Mr. Einstein is one of the most original minds I have known. Despite his youth, he has already reached a very honorable rank among the top scientists of his era. What we must admire above all in him is the ease with which he welcomes new conceptions and finds ways to derive all possible consequences from them. He is not overly attached to classical principles and, in the presence of a physics problem, he very rapidly can imagine all the possibilities. This allows him to rapidly predict new phenomena that are likely to be confirmed by experiment as soon as there are ways to check them. […] The future will show us ever more clearly what Mr. Einstein’s value is, and any university that has the wisdom to hire this young master is assured of receiving great honor for having done so.

A contemporary of Johann Sebastian Bach once said that “as soon as Bach heard a theme, he was very quickly able to imagine all of its consequences”. That sounds very much like the quality in Einstein that Poincaré praises so highly!

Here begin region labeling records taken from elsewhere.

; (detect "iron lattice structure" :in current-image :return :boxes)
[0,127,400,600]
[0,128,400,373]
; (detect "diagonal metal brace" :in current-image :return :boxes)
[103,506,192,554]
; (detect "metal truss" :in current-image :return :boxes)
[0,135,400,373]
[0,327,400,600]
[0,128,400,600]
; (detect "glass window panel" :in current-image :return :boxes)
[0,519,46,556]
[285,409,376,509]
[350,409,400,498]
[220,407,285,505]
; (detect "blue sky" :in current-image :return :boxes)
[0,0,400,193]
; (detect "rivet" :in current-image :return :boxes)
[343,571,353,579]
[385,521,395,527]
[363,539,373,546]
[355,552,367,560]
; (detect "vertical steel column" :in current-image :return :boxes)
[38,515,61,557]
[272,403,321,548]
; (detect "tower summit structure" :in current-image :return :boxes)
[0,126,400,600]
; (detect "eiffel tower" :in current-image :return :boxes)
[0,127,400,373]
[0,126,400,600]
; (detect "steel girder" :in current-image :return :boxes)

It would thus seem that this ability to “imagine all the possibilities” in a very short time lies close to the core of human creativity at its highest levels.

If we examine the pathway that Einstein took to reach the extended principle of equivalence (which applies to all phenomena of physics, not just to those of mechanics), we see that he re-exploited, in a new context, an analogy that he had already exploited once. More specifically, he carried out the same conceptual extension in two different contexts, each time starting with the concept of
mechanical experiment
and ending up with the more abstract concept of
physical experiment.
Each of these extensions was of course due to an analogy — namely, the vertical analogical leap that amounts to the thought: “Physics is
analogous
to mechanics; it’s just that it includes more.” (Recall the similar vertical analogical leap of Doctor Gelenk, who thought, “Joints are analogous to knees, only they are a more general biological notion.”) And Einstein used this analogical leap in two situations that were themselves analogous (first in extending the principle of Galilean relativity to yield special relativity, and later in extending the restricted principle of equivalence to yield the founding ideas of general relativity). Thus, the most advanced breakthrough of Einstein’s life came out of an analogical leap that was analogous to another analogical leap — thus an analogy between analogies, or, if you will, a meta-analogy.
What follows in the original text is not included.